Desta vez não fomos para a outra margem, que ainda não
havia a ponte 25 de abril (estava em começo de
construção). Jantámos em Oeiras e depois seguimos para o
Estoril. No regresso e como habitualmente, o teu
carochinha avariou perto da Parede. Enquanto tu
fingias que estavas a consertar o carro, eu
sorrateiramente, procurei a casa de uma amiga,
enfermeira no Sanatório da Parede. Faço ideia da rua
cara depois de teres esperado horas e eu não ter
aparecido! kakakaka
- Estou a recordar, estou. Esperei uma hora ou hora e
meia antes de regressar a casa de meus pais. Imagina
quão furioso eu estava, sua cara de pau, cafajeste,
pilantra, etc... Confesso que não achei graça nenhuma com
a tua atitude.
- Estás muito abrasilado, deves ter visto já muitas
telenovelas!
- Pois é, minha amiga, hoje a juventude tem mais
liberdade, mas no nosso tempo fazíamos tudo que eles
fazem, mas tínhamos que ser mais engenhocas.
- E nesse aspeto, Ricardo, tu eras um grande
engenheiro: Até talvez merecesses o Prémio Nobel.
- Estamos aqui parados e podíamos ir a qualquer lado?
- Eu vou ao Barreiro.
- Então podemos ir ao Barreiro?
- Tu é que sabes, mas na gare meu filho e meu neto estão
à minha espera?
- Certo. Podíamos marcar um encontro para outro dia?
- Talvez para o próximo século! Passa bem e se possível,
com mais juízo nessa cabeça oca!
- Então, inté?
- E foi assim amigo Alberto a minha conversa com a
nossa Lena! Na próxima vez que nos encontrarmos, pago
eu os cafés.
- Não disse que te pagava o café?
- Até à próxima, amigo!
FIM
(este texto é pura ficção,
qualquer situação, lugar ou pessoas é pura coincidência)
Carlos Leite Ribeiro - Marinha Grande - Portugal
POSFÁCIO
- de Humberto Rodrigues Neto
Neste interessante diálogo de autoria de Carlos
Leite Ribeiro, é de notar-se, inicialmente, a
fidelidade dos termos e expressões que costumam
ocorrer num bate-papo entre amigos.
Vê-se também, de início, que Alberto procura se
esquivar à abordagem de Ricardo, talvez por sabê-lo
um daqueles inoportunos amigos que todos nós temos,
a roubar-nos o tempo com longos e frívolos relatos
de fatos que nada nos trazem de proveitoso.
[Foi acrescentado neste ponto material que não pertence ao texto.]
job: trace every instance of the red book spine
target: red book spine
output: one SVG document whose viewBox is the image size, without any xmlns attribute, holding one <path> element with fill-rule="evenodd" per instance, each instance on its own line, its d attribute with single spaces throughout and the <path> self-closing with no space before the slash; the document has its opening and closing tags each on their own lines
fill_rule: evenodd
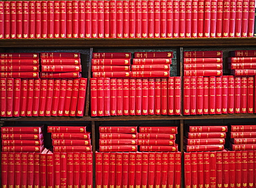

Todavia, a perspicácia de seu interlocutor inclina a
conversa para assuntos dos quais o amigo,
certamente, não desejaria fugir, ou seja, os
encontros que ambos haviam tido no passado com
“Lena”, cujo temperamento airado a induzia a
desfrutar ao máximo os prazeres da mocidade.
Ao relatar as peripécias por que passou em seus
encontros com ela, cita até os simulados defeitos de
seu automóvel, artimanha que até nós, quando moços,
utilizávamos para retardar tão agradáveis contatos.
Todavia, o autor desta historieta jamais revela
abertamente os detalhes mais íntimos de tais
contatos, evitando que a narrativa resvale para o
burlesco. Permite-nos, entretanto, adivinhá-los
apenas nas entrelinhas, a fim de não ferir
suscetibilidades.
É o que acontece quando Lena lembra Ricardo de certa
noite, quando, ao chegar a casa, notara em si
manchas rochas (ou equimoses) principalmente nos
joelhos, oriundas dos ousados assédios do parceiro.
Ora, arguto como é, Carlos Ribeiro não iria nos
dizer que tais escoriações ultrapassavam regiões bem
acima dos joelhos, esclarecimentos estes
desnecessários porquanto os próprios leitores
chegariam, fatalmente, a tal conclusão.
Ao despedir-se depois de encerrar o relato, Ricardo
promete pagar ao amigo o próximo café, mas ao ouvir
dele que aquele café ainda não estava pago,
retira-se sem mais esta nem aquela, na maior “cara
de pau”!
Este incidente explica o porquê de Alberto o ter
recebido em sua mesa com cara de poucos amigos.